By John Schaffner
The leadership crisis in the Atlanta Public Schools appears near a resolution, following a court-negotiated re-election of top positions on the Board of Education and the coming departure of the school system’s superintendent.
Meanwhile, the cheating scandal involving 58 Atlanta elementary and middle schools and test scores on the Criterion-Referenced Competency Tests is headed for a full-blown criminal investigation.
Fulton County District Attorney Paul Howard on Nov. 30 appointed former State Attorney General Mike Bowers and former DeKalb District Attorney Bob Wilson as special assistant district attorneys and prosecutors in the DA’s office.
At a press conference, Howard said that Bowers and Wilson, who were appointed in August by Gov. Sonny Perdue to be special investigators, have “presented my office with clear-cut, direct, eye-witnessed evidence” that student tests improperly were altered by Atlanta Public School employees,
“It is now our duty to determine the extent of this wrongdoing and decide in which cases criminal prosecution may be appropriate,” Howard added. “If it was just one person, I don’t think we’d be doing this today.”
Howard also said he may impanel a special investigative grand jury to help with the probe. This would also allow prosecutors to seek formal charges.
Meanwhile, a session with a Superior Court Judge John Goger and the members of the Atlanta School Board on Nov. 23 led to the re-election of the board’s chairman Khaatim Sheerer El and a new vice chairwoman Cicely Harsch-Kinnane who came from a four-member minority block on the board.
The events cap activity and politicking that has disrupted the board for months.
Beverly Hall, superintendent of schools, announced Nov. 20 she would not seek a new contract for the school’s top administrative position after the current school year June 30.
APS has said it would fully cooperate with all state investigators, including the GBI. Hall has said in the past that she welcomes the investigation.
J. Tom Morgan, former district attorney for DeKalb County and outside counsel for APS on the CRCT investigation issued a statement the afternoon of Nov. 30 stating:
“Atlanta Public Schools will cooperate fully and completely with the Fulton County District Attorney’s office, just as the school system has done with the state investigation,” Morgan’s statement said.

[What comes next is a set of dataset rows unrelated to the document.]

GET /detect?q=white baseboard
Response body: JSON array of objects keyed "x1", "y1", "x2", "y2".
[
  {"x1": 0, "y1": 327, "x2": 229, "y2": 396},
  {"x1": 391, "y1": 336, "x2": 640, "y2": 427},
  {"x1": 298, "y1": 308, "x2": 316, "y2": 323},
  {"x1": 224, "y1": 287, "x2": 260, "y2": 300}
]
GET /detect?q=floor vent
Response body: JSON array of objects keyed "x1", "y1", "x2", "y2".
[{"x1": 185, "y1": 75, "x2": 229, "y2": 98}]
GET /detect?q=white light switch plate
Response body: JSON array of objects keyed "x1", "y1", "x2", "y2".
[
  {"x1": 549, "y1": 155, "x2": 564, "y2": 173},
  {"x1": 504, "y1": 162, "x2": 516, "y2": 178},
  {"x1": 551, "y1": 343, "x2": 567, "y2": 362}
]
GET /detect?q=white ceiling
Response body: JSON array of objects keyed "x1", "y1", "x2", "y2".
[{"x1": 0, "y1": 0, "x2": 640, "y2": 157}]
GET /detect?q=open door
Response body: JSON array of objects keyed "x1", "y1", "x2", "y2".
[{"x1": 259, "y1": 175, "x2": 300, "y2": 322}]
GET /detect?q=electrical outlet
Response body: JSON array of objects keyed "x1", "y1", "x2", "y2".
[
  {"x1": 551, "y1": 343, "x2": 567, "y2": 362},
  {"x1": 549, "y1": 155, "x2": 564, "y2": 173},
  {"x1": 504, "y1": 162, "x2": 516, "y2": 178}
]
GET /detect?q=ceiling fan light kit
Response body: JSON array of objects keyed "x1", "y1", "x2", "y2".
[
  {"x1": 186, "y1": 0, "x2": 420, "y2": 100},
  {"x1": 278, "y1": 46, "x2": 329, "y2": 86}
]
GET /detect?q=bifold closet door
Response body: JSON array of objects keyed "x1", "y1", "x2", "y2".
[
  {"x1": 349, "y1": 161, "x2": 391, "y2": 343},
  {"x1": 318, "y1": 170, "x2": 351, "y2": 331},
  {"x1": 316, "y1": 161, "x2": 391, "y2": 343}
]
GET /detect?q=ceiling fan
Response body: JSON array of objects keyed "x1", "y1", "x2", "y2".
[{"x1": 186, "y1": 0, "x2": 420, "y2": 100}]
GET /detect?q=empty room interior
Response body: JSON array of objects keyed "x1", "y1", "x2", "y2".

“Hall has repeatedly demanded that every employee cooperate with investigators or face termination. If any employees violated criminal laws during the course of their employment with the Atlanta Public Schools, they should be prosecuted. Hall believes strongly that such prosecutions are in the interest of the community at large, and especially in the interest of school children who may have been harmed by these actions.
“If Atlanta Public Schools has reasonable evidence that someone has violated an ethical standard required of all our educators, the superintendent will immediately move to terminate that individual’s contract, without waiting for criminal prosecution.”
The Atlanta Journal-Constitution, quoting an unnamed source, said “numerous” school district employees had confessed to knowledge of the cheating.
Meanwhile, the board has had its own internal struggles. In September, the five-member majority elected a new chair and vice chair after a series of board policy changes.
The four-member minority on the board countered by filing a lawsuit challenging the legality of the election.
The resolution of the lawsuit ended in a four-hour session behind closed doors with Goger Nov. 23.
All members of the school board agreed that the current chairman, El, and vice chair Yolanda Johnson would resign and that replacements would be elected later that day based on a compromise: one from the five-member board majority and one from the four-member minority on the board that brought the lawsuit.
El was re-elected as chair. Members then nominated both Harsch-Kinnane and Reuben McDaniel—two of the board’s four–member minority—to be vice chair. The board eventually appointed Harsch-Kinnane by a 5-3 vote.
The board minority had filed the lawsuit Oct. 28 seeking to overturn the actions of the majority that resulted in unseating board chair LaChandra Butler Burks and vice chair Harsch-Kinnane and replacing them with El as chair and Johnson as vice chair
The stated catalyst for the board split was the way the superintendent and some board members were handling the test score cheating scandal and the lack of transparency associated with that.
School board members Nancy Meister, Brenda Muhammad and Courtney English were the three other members, along with El and Johnson, voted as the majority block.
In addition to Burks and Harsch-Kinnane, the minority included McDaniel and Emmett Johnson.
The question of the legitimacy of the way the board leadership was changed had raised questions about the board’s ability to effectively run the school system.